Na altura com 25 anos, o radialista conta à TSF que “foi um momento inesquecível” da sua vida: “Senti uma grande responsabilidade. Tinha de cumprir aquilo que me tinha sido solicitado e que tinha ficado combinado.”
A missão tinha-lhe sido confiada dois dias antes pelo então capitão da Força Aérea, Costa Martins, mas o primeiro encontro, à saída dos estúdios do Rádio Clube Português, outro espaço no qual João Paulo trabalhava, não correu bem. O militar aliciou-o a ir ao carro que tinha trazido, sobre o pretexto de ver uns novos discos que tinha trazido de Israel. O jovem radialista aceitou, mas desconfiado.
“Entrei no carro dele, mas deixei a porta aberta e a perna direita de fora. Foi aí que me disse que precisava que desse um sinal na rádio”, lembra João Paulo Diniz, referindo que Costa Martins explicou-lhe que o objetivo seria “fazer um Golpe de Estado, instaurar uma democracia e acabar com a Guerra Colonial”.

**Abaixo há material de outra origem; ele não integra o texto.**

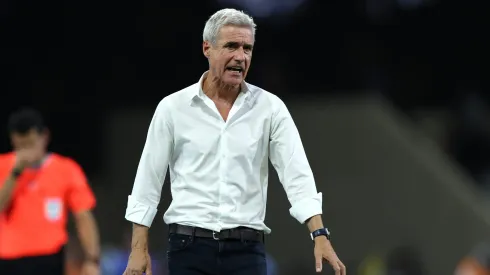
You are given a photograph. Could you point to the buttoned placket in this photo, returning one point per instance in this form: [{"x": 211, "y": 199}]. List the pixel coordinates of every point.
[{"x": 223, "y": 148}]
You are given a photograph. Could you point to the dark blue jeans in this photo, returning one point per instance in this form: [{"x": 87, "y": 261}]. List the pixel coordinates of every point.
[{"x": 189, "y": 255}]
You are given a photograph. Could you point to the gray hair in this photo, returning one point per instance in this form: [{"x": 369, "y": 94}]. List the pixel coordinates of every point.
[{"x": 226, "y": 17}]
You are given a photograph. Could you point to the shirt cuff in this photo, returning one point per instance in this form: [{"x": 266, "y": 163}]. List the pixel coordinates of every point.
[
  {"x": 140, "y": 213},
  {"x": 307, "y": 208}
]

João Paulo Diniz insinuou depois que o militar seria da PIDE e, por segurança, recusou inicialmente o convite para participar no golpe. Costa Martins insistiu e, perante a estranheza do radialista, sugeriu um segundo encontro, mas com Otelo Saraiva de Carvalho, o estratega da operação, que João Paulo Diniz tinha conhecido na Guiné, quando lá esteve na Guerra Colonial.

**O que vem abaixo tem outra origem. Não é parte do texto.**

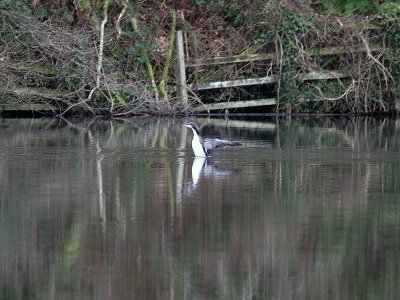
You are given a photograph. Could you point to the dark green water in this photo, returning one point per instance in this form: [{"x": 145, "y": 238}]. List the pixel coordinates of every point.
[{"x": 305, "y": 209}]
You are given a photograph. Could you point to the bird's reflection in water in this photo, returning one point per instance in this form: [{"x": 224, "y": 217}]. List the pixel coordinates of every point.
[{"x": 203, "y": 168}]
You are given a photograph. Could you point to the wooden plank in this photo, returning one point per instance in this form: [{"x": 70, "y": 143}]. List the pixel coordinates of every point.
[
  {"x": 269, "y": 126},
  {"x": 323, "y": 75},
  {"x": 233, "y": 83},
  {"x": 219, "y": 60},
  {"x": 235, "y": 104},
  {"x": 180, "y": 68},
  {"x": 315, "y": 75}
]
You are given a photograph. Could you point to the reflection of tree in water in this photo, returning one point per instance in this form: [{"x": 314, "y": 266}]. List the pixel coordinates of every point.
[{"x": 316, "y": 216}]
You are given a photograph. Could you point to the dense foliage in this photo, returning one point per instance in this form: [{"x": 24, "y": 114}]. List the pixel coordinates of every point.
[{"x": 116, "y": 56}]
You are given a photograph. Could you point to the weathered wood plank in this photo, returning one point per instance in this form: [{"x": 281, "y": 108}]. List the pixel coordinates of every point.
[
  {"x": 235, "y": 104},
  {"x": 323, "y": 75},
  {"x": 233, "y": 83},
  {"x": 269, "y": 126},
  {"x": 229, "y": 59},
  {"x": 219, "y": 60},
  {"x": 316, "y": 75}
]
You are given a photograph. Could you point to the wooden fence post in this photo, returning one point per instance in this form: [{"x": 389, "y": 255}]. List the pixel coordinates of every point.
[{"x": 181, "y": 69}]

“Ele precisava que transmitisse uma cantiga do Zeca Afonso. E eu disse-lhe que não fazia sentido, porque o Zeca estava proibidíssimo. Foi então que sugeri uma cantiga que não levantava suspeitas e que passava muitas vezes na rádio: o Paulo de Carvalho com ‘E Depois do Adeus’”, lembra João Paulo Diniz.
Foi também numa conversa com Otelo Saraiva de Carvalho, na casa do “cérebro do golpe” em Oeiras, que o jovem capitão Joaquim Correia Bernardo, soube da senha que iria ouvir na noite de 24 de abril: “Cheguei cinco minutos antes de ir para o ar. Fazia questão de a ouvir e, por isso, quando cheguei ao posto de comando, a senha apareceu três ou quatro minutos depois.”
Correia Bernardo ficou responsável pela segurança da Escola Prática de Cavalaria de Santarém (EPC) e, à semelhança de Salgueiro Maia, foi um dos capitães que escutou a senha, tal como quem poderia travar o que estava em curso.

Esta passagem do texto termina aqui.